Fuente: El Espectador.
Por: Alfredo Molano Bravo.
Niños sanos, ríos cristalinos, cultivos verdes y florecidos, sonrisas, pajaritos, escuelitas, ositos de peluche, estrellitas, obreros felices, campesinos felices, empleados felices: el país de cucaña. Desde el cuarto de la televisión en un apartamento del barrio Rosales de Bogotá, o del Prado de Barranquilla, o del Poblado en Medellín, todo se ve color de rosa; más aún, se agradece que las multinacionales se lleven el carbón, el petróleo, el oro y la energía; se aplaude que las empresas abran cráteres gigantescos, desvíen ríos, tumben “matorrales” para sembrar soya en los Llanos Orientales. Se llora de emoción viendo las volquetas gigantes, el trazo de los oleoductos, los pitos de los barcos cargando en los nuevos puertos al lado de cementerios marinos donde el mar descompuso cuerpos mutilados. Un escalofrío patriótico recorre cuerpos y almas cuando se ven los videos que muestran los aviones militares cargados con bombas de dos toneladas pasar rasantes sobre una comunidad indígena, y soldados sudorosos con cascos del Ejército de EE.UU. ayudando a los niños a pasar un río para ir a la escuela. ¡Qué ternura! La publicidad construye sin escrúpulos ni reatos de conciencia un mundo ideal en el que viven seres ideales, puros, ricos, aseados, bien vestidos, bien comidos, felices y hasta inmortales. Un verdadero asalto a la buena fe y a la ingenuidad de una audiencia enajenada.

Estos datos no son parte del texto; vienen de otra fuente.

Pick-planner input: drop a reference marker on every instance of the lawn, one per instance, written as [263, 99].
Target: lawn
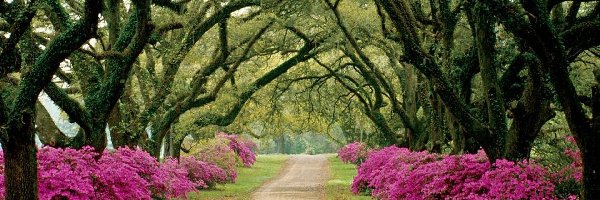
[249, 179]
[338, 187]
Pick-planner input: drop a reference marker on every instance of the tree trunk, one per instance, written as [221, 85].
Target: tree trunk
[20, 162]
[531, 113]
[47, 130]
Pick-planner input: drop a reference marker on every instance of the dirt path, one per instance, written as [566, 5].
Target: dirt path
[303, 177]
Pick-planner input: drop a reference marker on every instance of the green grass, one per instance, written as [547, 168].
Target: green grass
[338, 187]
[249, 179]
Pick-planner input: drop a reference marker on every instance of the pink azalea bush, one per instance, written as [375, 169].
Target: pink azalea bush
[355, 153]
[123, 174]
[398, 173]
[217, 151]
[569, 178]
[242, 147]
[202, 173]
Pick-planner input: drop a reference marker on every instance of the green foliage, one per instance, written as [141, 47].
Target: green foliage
[249, 179]
[342, 175]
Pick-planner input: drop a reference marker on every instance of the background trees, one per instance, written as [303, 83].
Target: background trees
[445, 76]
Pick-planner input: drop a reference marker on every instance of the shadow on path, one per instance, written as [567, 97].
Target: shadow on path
[303, 177]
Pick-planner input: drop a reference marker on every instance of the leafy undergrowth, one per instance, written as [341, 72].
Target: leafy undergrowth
[338, 186]
[248, 180]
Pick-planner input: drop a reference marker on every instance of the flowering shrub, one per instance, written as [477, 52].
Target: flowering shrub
[178, 182]
[218, 152]
[398, 173]
[355, 152]
[242, 147]
[202, 173]
[124, 174]
[65, 173]
[569, 179]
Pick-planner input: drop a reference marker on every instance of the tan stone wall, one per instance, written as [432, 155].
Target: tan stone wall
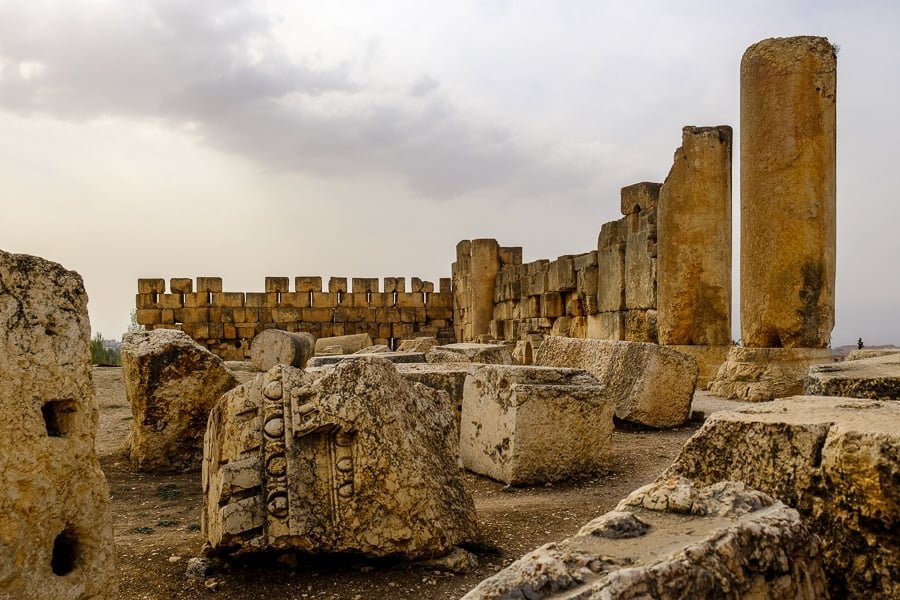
[788, 164]
[226, 322]
[694, 241]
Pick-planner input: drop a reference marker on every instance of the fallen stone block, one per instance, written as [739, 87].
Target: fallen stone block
[876, 378]
[56, 536]
[490, 354]
[674, 540]
[836, 460]
[171, 383]
[276, 347]
[524, 425]
[349, 459]
[648, 384]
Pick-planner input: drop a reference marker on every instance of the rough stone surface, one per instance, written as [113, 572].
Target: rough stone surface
[422, 344]
[694, 242]
[649, 384]
[56, 538]
[348, 343]
[788, 201]
[763, 374]
[534, 424]
[394, 357]
[875, 378]
[836, 460]
[276, 347]
[674, 540]
[349, 459]
[489, 354]
[171, 383]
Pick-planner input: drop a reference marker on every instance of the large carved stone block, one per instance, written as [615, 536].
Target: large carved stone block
[648, 384]
[56, 538]
[674, 540]
[171, 383]
[349, 459]
[534, 424]
[836, 460]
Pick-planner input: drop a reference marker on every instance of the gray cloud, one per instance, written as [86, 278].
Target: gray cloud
[218, 67]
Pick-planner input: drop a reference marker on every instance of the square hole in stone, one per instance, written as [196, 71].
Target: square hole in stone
[59, 417]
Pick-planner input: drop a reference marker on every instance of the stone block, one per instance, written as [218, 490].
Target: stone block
[649, 385]
[181, 285]
[673, 540]
[307, 284]
[639, 197]
[835, 460]
[353, 459]
[762, 374]
[151, 286]
[56, 537]
[527, 425]
[209, 284]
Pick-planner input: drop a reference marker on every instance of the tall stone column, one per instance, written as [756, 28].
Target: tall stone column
[788, 150]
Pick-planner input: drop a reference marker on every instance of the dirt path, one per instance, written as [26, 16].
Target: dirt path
[156, 521]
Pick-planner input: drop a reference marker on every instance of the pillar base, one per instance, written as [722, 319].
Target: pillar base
[762, 374]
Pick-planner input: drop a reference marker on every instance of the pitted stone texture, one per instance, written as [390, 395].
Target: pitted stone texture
[836, 460]
[534, 424]
[347, 459]
[694, 242]
[763, 374]
[56, 538]
[649, 384]
[171, 383]
[490, 354]
[276, 347]
[674, 540]
[875, 378]
[788, 192]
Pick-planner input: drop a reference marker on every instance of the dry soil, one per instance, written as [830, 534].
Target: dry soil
[157, 524]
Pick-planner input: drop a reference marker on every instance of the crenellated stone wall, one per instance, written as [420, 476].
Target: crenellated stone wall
[226, 322]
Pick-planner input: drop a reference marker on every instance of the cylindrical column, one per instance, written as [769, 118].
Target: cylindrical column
[788, 151]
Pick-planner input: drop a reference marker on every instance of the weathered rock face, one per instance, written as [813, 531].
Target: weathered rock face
[347, 343]
[273, 347]
[694, 242]
[350, 459]
[534, 424]
[171, 383]
[788, 207]
[876, 378]
[836, 460]
[56, 538]
[649, 384]
[763, 374]
[489, 354]
[674, 540]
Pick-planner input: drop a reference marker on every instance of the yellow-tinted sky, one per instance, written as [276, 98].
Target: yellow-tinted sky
[245, 139]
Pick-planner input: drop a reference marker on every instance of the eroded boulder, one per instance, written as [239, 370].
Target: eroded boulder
[346, 459]
[836, 460]
[649, 384]
[56, 537]
[524, 425]
[171, 383]
[671, 540]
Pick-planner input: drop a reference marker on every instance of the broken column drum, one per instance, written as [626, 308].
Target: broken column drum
[788, 156]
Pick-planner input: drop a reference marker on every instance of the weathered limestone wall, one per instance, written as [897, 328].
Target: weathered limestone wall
[56, 538]
[694, 241]
[788, 165]
[227, 322]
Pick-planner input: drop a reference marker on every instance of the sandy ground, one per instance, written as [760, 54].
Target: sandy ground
[157, 522]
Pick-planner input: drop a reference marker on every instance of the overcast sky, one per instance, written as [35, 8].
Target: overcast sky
[243, 139]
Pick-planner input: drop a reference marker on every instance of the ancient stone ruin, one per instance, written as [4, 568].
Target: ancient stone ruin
[351, 459]
[56, 538]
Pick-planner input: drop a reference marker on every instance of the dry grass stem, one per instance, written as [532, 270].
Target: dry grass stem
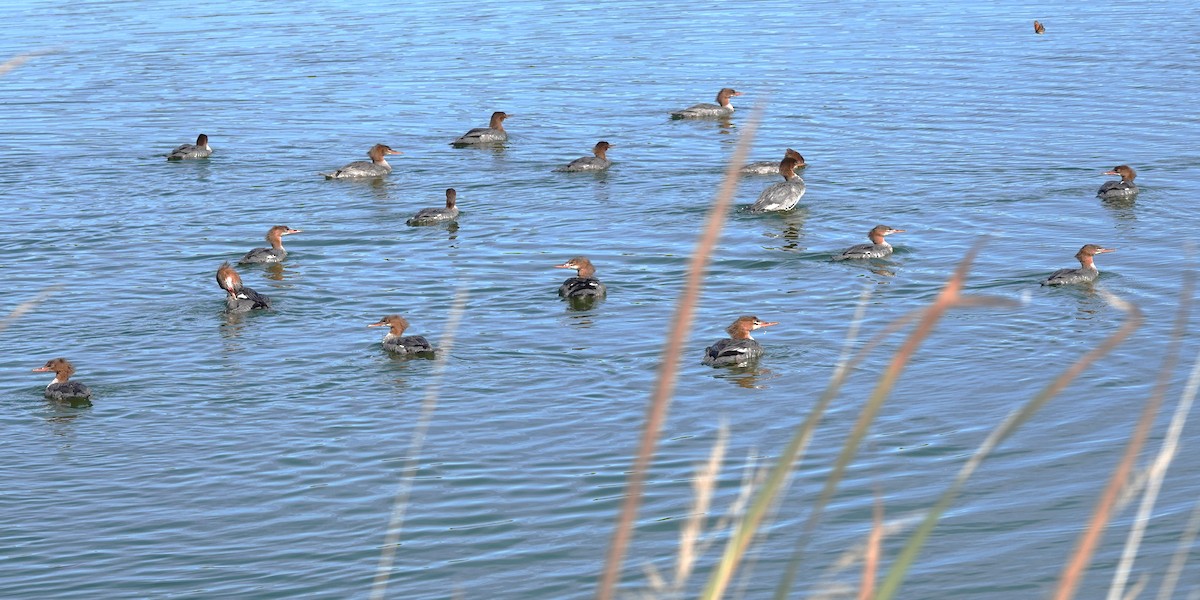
[1189, 533]
[400, 505]
[874, 545]
[21, 59]
[1170, 444]
[1012, 423]
[664, 387]
[28, 305]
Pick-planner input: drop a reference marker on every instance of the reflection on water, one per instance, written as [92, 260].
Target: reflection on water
[791, 232]
[748, 376]
[1121, 208]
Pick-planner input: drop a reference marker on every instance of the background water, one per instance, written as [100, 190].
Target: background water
[258, 456]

Después vendrán las encuestas de opinión a fabricar cifras y resultados, y las empresas a cobrar dividendos en las bolsas de Nueva York o Tokio. Se borran los enormes huecos que abren las monstruosas máquinas en La Jagua de Ibirico; los pueblos desplazados —Palmarito, Tabaco— en el Cerrejón para sacar más y más carbón quedan borrados; los campesinos, perseguidos, ignorados y “erradicados” para construir presas como las de Sogamoso, Ituango, El Quimbo, no existen; los indígenas sikuanis, humillados y aislados, para poder abrir trochas y pasar tubos y tubos, desaparecen. Los colonos del Catatumbo asesinados por el Iguano en sus tierras donde hoy crece la palma y pasan los camiones cargados de corozo que yacen a la orilla de las carreteras. Nadie nombra a los negros de Suárez, del río Naya, del río Telembí, muertos en los barrancos que abren las retroexcavadoras manejadas por gentes de Amalfi o de Caucasia. Ni qué decir de las escuelas bombardeadas en Las Julias, o de las trincheras construidas en escuelas de Plato por la Policía, o de las bombas que tumban en 30 segundos tres hectáreas de selva para matar a un guerrillero o a un colono. Las bombas matan, no preguntan.
Las empresas que acogió Uribe con la seguridad democrática, a las que dio licencia para hacer y deshacer, para sacar y llevar, y todas las que a ellas están asociadas, han venido montando una estructura —como dicen— de publicidad y propaganda respaldada por otra refinada estructura de “responsabilidad social empresarial” que hace ver verde a lo negro, blanco a lo rojo, azul a lo amarillo, y que es capaz de hacer sonreír a un niño huérfano para tomarle la fotografía que aparecerá en sus folletos y videos institucionales. Empresas que con la pauta amordazan columnas, falsifican informaciones y hacen ver paraísos donde sólo existen despojo, crímenes, llanto y sangre. Estamos asistiendo a la construcción de un país bipolar, esquizofrénico, de dos lados, de dos miradas, una de las cuales impone su mundo, sus intereses y su gobierno sobre la otra.
Punto aparte. Con el cuento del cambio de sistema digital para los celulares, Claro está cada día peor. Hacer una llamada cuesta lo que tres o cuatro llamadas, que naturalmente cobran; si se logra la comunicación, no dura y hay que volver a marcar. Sin duda, se trata de una estrategia para aburrirnos con el sistema actual y obligarnos a cambiar de celular al costo que las multinacionales de comunicación le impongan al Gobierno.